Process of Public Relations

December 26, 2023
Chap17 Public Relations

RACE, GRACE, ACE, and dozens of similar acronyms have been used to describe the public relations process over the years. Few, however, reached beyond the classroom. Students would learn them well enough to get through their exams and then, just as quickly, forget them.

It's only been in the recent years that a surprising number of communication professionals, especially those seeking IABC or PRSA accreditation, have been adopting these acronyms as useful memory aids, not just in preparing for accreditation exams but in their daily work.


Do you RACE into public relations tasks...
do them with GRACE...
or work like an ACE?

RACE was the first widely-used acronym associated with the public relations process. Although they seem to have moved away from using it in later editions, RACE was probably first used as a public relations acronym by Scott Cutlip and Alan Center when they were writing and later revising the first edition of their landmark textbook, Effective Public Relations. Despite this, John Marston is the person most closely associated with RACE because he featured it so extensively in his 1963 book, The Nature of Public Relations. It was soon after that book that the Public Relations Society of America (PRSA) began citing RACE in its brochures and advocating it as a fundamental best practice for those seeking accreditation.

RACE describes public relations as a four-step, continually-cycling process. It involves ...

  • R - Research - finds out about the situations facing your organization, how they came about, who is involved in them, how they relate to your organization's goals, and how you - as a public relations practitioner - can maximize the benefit and/or minimize the harm they might do.
  • A - Action - uses your research findings to determine the best course of action, plan your response, and then implement these plans. Some RACE proponents call this step "Assessment" instead of action, but they invariably include the same activities.
  • C - Communication - takes advantage of all available media to deliver carefully-focused messages through the most appropriate channels so they can have positive effects on each of your organization's publics.
  • E - Evaluation - analyzes what's been done during the first three steps to see how it affected your publics and their perception of your organization. Once this step is completed, you return to the research step and begin the process again.

RACE is a concise and effective summary of how public relations should be performed and a clever mnemonic warning not to race into action before you think about what you're getting into.

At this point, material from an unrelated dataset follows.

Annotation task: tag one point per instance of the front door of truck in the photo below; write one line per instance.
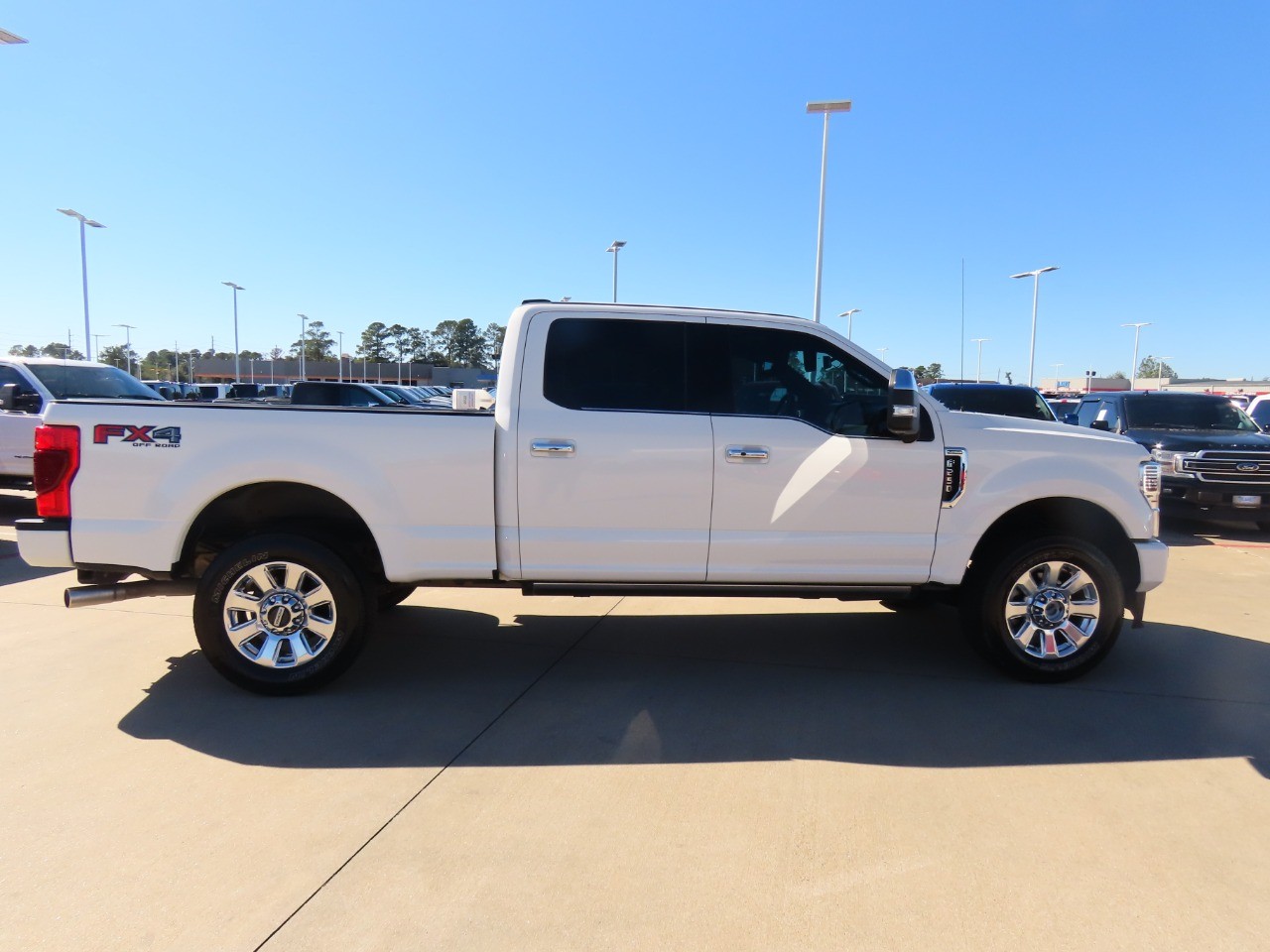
(613, 466)
(810, 486)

But, as with most good ideas, other people thought they could improve on it. So, over the years, we've been inundated with other acronyms that claim to be as good, or better, in describing the public relations process.


Some alternate approaches reconfigured the steps in the process; others just re-named them.

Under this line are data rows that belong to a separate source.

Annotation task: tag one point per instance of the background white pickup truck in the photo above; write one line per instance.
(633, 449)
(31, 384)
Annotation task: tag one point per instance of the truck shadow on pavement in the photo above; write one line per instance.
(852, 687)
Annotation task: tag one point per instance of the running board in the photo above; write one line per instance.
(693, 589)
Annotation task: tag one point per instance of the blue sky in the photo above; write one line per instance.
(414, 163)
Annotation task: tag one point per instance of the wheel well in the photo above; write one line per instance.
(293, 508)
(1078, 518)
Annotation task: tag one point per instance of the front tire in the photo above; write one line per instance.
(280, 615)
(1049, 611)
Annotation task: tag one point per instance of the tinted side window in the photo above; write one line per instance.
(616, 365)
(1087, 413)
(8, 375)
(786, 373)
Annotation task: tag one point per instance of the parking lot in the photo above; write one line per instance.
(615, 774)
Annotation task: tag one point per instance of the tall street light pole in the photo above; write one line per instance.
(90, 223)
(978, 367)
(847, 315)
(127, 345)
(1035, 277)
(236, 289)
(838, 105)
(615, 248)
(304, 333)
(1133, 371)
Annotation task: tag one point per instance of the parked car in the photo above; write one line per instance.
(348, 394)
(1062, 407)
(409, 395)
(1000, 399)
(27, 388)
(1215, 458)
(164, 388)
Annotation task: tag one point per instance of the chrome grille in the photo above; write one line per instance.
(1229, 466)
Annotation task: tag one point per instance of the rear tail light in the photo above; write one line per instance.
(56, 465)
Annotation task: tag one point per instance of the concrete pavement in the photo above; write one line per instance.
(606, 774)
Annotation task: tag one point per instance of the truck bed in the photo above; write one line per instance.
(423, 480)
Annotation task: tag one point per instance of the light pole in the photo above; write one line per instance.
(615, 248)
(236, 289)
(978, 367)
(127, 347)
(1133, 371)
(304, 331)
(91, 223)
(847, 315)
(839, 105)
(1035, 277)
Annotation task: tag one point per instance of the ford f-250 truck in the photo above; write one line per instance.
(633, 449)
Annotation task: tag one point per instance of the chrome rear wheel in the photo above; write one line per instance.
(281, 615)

PACE is one of several approaches that essentially kept the same four steps in its description of the public relations process but gave one or more of the steps a new name.

  • P - Planning
  • A - Action
  • C - Communication
  • E - Evaluation

ACE and a few other approaches claimed to simplify public relations by combining the first two steps and reducing it to a three-step process.

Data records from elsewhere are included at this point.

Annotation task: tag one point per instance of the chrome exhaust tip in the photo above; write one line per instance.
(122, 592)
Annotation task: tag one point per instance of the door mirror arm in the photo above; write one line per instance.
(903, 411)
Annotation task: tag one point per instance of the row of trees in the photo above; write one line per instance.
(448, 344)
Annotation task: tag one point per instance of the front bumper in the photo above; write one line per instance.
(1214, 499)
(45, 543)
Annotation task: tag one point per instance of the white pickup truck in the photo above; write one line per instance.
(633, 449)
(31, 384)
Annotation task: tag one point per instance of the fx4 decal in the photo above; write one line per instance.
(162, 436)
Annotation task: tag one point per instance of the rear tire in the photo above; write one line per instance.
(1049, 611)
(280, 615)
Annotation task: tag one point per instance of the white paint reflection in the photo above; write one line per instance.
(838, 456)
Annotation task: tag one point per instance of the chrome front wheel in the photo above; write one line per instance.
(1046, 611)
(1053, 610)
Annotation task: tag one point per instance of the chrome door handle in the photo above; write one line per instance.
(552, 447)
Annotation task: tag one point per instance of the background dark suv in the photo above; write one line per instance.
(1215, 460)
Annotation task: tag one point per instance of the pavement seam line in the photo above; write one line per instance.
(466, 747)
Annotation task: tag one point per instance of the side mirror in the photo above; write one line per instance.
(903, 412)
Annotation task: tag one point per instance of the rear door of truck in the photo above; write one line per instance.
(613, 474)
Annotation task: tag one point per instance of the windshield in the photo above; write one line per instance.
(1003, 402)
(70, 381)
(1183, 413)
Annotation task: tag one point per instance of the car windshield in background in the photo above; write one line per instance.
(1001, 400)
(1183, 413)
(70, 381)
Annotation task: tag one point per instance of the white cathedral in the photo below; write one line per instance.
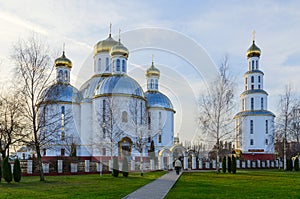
(110, 114)
(254, 124)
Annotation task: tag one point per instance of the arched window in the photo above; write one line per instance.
(62, 117)
(252, 103)
(151, 84)
(107, 64)
(251, 126)
(66, 76)
(118, 65)
(159, 138)
(99, 64)
(123, 66)
(124, 116)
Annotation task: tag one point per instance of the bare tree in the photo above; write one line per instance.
(284, 125)
(13, 130)
(215, 108)
(33, 73)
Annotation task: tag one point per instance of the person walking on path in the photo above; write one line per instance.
(178, 166)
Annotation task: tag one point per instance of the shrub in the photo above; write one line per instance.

  • A - Assessment includes research and planning

Still other approaches went in the opposite direction by adding one or more additional steps to the public relations process. GRACE, for instance, added a new first step in which goals and objectives are explicitly defined.

  • G - Goal-setting based on the organization's mission
  • R - Research
  • A - Assessment and planning based on research findings

STARE is another example of a five-step approach to public relations. What distinguishes it from many other approaches is that it emerged from the public relations specialty known as issues management and therefore focuses on specific topical concerns.

  • S - Scan the environment
  • T - Track media coverage of key issues and public reactions
  • A - Analyze what scanning and tracking revealed
  • R - Respond
  • E - Evaluate

ROSIE, yet another five-step approach, is one of the most recently introduced acronyms. It was developed by Professor Sheila Clough Crifasi and subsequently featured in the seventh edition of Fraser Seitel's textbook, The Practice of Public Relations.

  • O - Objectives and goal-setting
  • S - Strategies and planning
  • I - Implementation

The truth is: these and dozens of other acronyms all come down to the same thing. They simply divide the public relations process into different numbers of steps with different labels on them. But, ultimately, they all come down to the same thing. And, in terms of achieving positive outcomes that enhance an organization's relationships with its publics, there is little or no difference in the effectiveness of these different approaches.